Despite being recently put in the spotlight, non-binary as a concept has existed for centuries. This is something Bimini addressed when discussing coming to terms with their own identity, that the increasing prevalence of this word has allowed for more and more people to articulate how they have always felt. However, this sense of newness that surrounds the word has also led to huge misconceptions about what it means to be gender non-conforming. For instance, people like Piers Morgan have stoked up high levels of mockery and hostility towards those who identify as non-binary, something that is born out of ignorance on the topic. This is why conversations like the one between Bimini and Ginny are incredibly important. They allow non-binary people to shape their own narratives about their lives rather than having a bigoted TV personality shape it for them. When I was thinking about this topic, I was reminded of a very pertinent conversation that was had on Netflix’s incredible documentary Disclosure. This is a documentary presented by a number of Transgender actors and actresses on the topic of Trans representation in television and film throughout history. My biggest takeaway from this documentary was the visceral impact negative representation can have.

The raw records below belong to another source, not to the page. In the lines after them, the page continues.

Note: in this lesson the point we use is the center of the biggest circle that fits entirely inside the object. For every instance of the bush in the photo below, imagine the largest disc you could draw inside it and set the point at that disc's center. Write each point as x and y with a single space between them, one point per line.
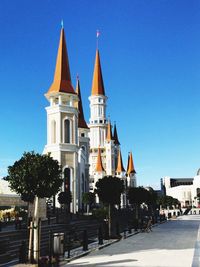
100 213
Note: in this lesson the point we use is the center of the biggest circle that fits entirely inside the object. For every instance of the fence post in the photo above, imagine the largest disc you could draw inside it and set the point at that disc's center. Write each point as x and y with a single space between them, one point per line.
85 240
100 236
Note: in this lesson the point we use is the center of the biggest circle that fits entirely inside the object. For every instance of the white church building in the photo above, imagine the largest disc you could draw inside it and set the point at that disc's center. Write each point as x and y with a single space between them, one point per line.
86 152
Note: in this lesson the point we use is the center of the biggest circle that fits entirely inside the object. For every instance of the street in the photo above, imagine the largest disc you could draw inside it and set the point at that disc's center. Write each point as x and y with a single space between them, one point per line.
175 243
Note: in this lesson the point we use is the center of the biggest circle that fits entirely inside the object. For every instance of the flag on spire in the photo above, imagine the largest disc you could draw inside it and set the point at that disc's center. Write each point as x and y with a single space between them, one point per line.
62 24
98 33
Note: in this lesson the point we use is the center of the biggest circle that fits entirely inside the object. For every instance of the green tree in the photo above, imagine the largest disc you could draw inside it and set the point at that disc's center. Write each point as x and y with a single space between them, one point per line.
109 190
65 198
35 175
88 199
137 196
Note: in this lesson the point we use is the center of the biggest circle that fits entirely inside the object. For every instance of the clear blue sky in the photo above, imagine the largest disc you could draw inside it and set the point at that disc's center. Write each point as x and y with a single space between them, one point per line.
150 55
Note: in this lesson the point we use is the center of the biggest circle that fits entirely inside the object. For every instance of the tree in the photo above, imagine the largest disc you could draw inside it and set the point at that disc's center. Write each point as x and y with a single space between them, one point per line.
88 199
35 175
109 190
65 198
137 196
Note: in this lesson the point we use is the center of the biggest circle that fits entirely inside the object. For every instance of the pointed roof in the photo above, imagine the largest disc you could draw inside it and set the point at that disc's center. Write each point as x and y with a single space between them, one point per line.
97 84
115 136
62 78
81 119
99 166
130 166
109 132
120 167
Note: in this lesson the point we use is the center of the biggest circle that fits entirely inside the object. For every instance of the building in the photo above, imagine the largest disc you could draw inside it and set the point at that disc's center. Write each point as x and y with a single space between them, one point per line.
186 190
86 152
9 198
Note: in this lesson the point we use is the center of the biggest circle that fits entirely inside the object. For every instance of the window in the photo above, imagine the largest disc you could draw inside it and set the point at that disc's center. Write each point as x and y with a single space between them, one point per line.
53 132
83 183
66 131
67 180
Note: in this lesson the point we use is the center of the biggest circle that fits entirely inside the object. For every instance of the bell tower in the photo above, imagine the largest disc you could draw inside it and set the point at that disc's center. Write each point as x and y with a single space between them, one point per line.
98 122
62 122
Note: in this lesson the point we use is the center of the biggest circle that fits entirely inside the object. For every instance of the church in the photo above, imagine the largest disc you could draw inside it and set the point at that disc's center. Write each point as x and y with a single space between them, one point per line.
86 151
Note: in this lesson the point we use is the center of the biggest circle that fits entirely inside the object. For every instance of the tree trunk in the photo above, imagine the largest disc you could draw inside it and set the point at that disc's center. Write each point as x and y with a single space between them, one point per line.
109 221
35 236
88 209
136 211
30 247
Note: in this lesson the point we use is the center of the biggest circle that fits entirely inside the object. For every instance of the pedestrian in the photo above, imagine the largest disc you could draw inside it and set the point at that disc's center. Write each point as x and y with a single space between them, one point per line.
149 225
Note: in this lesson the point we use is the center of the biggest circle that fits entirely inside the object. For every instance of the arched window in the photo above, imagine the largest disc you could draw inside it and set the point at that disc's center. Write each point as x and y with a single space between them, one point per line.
66 131
67 179
53 132
83 183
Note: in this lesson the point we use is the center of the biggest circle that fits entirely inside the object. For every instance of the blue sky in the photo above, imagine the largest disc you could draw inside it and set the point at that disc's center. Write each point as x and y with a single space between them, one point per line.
150 55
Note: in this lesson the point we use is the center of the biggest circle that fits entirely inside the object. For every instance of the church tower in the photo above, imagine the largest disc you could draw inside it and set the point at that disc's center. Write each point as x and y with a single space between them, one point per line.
110 150
131 173
62 122
98 122
83 153
121 173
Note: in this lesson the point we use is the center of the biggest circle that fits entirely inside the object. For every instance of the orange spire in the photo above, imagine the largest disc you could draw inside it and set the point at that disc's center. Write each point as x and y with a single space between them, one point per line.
120 167
99 166
115 136
130 166
81 119
97 84
109 132
62 77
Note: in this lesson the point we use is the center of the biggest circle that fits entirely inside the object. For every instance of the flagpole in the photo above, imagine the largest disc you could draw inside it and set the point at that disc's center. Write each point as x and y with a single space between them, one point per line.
97 36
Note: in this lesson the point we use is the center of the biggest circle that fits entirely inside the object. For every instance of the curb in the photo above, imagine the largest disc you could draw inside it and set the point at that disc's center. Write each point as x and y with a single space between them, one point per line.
99 247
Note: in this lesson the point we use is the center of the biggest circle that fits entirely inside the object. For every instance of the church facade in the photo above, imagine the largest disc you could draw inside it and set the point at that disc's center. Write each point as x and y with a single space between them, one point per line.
86 152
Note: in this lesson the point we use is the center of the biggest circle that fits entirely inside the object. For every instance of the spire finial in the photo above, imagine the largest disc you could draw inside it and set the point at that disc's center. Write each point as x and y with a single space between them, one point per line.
62 24
98 33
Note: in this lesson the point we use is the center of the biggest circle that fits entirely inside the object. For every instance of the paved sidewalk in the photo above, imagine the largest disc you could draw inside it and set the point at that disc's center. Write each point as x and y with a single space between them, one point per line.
173 244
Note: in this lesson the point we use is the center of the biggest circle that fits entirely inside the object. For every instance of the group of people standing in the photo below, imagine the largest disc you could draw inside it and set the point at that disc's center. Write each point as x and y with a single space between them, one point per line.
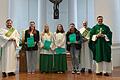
84 46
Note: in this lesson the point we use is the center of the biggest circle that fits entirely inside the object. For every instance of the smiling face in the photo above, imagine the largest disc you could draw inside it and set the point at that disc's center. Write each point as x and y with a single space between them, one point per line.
9 23
100 20
46 28
59 27
85 24
32 25
72 27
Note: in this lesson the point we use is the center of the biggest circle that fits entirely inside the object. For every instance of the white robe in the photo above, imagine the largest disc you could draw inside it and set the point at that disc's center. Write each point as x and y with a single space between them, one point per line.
43 38
59 40
9 53
86 53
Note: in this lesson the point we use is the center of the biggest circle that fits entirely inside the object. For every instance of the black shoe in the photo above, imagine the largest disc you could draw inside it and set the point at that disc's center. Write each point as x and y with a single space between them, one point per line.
106 74
4 74
82 70
99 74
89 71
11 74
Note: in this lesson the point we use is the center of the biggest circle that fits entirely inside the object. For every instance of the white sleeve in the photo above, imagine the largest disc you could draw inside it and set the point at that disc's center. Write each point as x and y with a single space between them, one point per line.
94 38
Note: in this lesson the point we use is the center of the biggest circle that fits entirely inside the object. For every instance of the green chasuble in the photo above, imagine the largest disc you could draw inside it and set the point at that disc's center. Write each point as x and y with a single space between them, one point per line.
101 48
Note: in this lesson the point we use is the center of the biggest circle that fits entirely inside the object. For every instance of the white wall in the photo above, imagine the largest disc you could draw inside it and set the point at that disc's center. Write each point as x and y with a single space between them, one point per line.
63 15
3 12
109 9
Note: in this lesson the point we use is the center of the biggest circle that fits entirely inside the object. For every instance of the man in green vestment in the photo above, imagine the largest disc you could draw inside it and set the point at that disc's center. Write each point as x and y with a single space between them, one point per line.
100 43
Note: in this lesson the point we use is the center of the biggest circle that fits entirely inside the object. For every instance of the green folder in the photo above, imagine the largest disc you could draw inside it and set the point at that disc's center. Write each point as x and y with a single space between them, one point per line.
47 44
30 42
72 38
10 31
60 50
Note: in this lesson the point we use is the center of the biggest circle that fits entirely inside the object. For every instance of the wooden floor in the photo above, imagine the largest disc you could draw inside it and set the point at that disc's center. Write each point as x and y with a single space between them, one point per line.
66 76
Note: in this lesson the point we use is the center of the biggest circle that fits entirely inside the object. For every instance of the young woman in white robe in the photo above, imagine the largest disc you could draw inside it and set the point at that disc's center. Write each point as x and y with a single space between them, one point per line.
9 51
59 43
46 60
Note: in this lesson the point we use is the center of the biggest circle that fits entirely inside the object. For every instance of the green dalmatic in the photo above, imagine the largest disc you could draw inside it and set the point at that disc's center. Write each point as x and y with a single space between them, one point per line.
101 48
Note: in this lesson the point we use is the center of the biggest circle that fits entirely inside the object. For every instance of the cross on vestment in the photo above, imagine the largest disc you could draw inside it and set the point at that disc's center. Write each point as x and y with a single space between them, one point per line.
56 7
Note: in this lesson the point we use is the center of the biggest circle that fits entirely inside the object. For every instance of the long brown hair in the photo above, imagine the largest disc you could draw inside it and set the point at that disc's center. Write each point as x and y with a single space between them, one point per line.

It is not enough for media outlets to give non-binary people a one-off opportunity to express themselves and discuss their identity

The fact of the matter is that 80% of people (in the United States at least) do not know a Trans person in real life. Therefore, all of their knowledge of Trans people and their lives come from what they see on screen. So if their only knowledge of Trans people comes from Buffalo Bill in The Silence of the Lambs, then their impression of Transgender people is going to be extremely negative. I would argue that this is a similar case for non-binary people. If (for some people) the only means of accessing what it means to be non-binary is via the media, it is absolutely crucial that these media depictions are positive. And not only that, but representation needs to be habitual. It is not enough for media outlets to give non-binary people a one-off opportunity to express themselves and discuss their identity; like all identities, races and abilities this needs to be a constant occurrence in order for acceptance and normalisation of non-binary identities to come about.

So, what other positive examples of non-binary representation has the media afforded us? Unfortunately, they are still few and far between. However, there are some incredible non-binary public figures who are very openly discussing what their identity means to them. For instance, singer Chris of Christine and the Queens has openly discussed their queer gender identity, stating that ‘fluidity brings more possibilities and I like that.’ There are also people like Indya Moore who are making waves on hit TV shows like ‘Pose’, adding to the steadily increasing visibility of the non-binary community on a world stage and being unapologetic in doing so. As well as Bimini and Ginny, there are a plethora of non-binary, genderfluid and genderqueer Drag Queens who are incredibly successful. Queens such as Violet Chachki, Gigi Goode and Sasha Velour (to name a few) all use their platforms to express their gender non-conformity to their audiences of millions. For young people coming to terms with their gender identity, having these people to look up to is so important. It is a sign you are going to be okay, that you can play with the boundaries of gender and still live a full and vibrant life, and that there is a community that will accept you for who you are.

Of course, this is not the only way we are going to achieve true equality, but it’s a move in the right direction

At the end of the day, greater acceptance is paramount to improving the experiences of non-binary people around the world, and I really believe that television moments such as Ginny and Bimini’s conversation on Drag Race UK can have a hugely positive impact upon this. Of course, this is not the only way we are going to achieve true equality, but it’s a move in the right direction.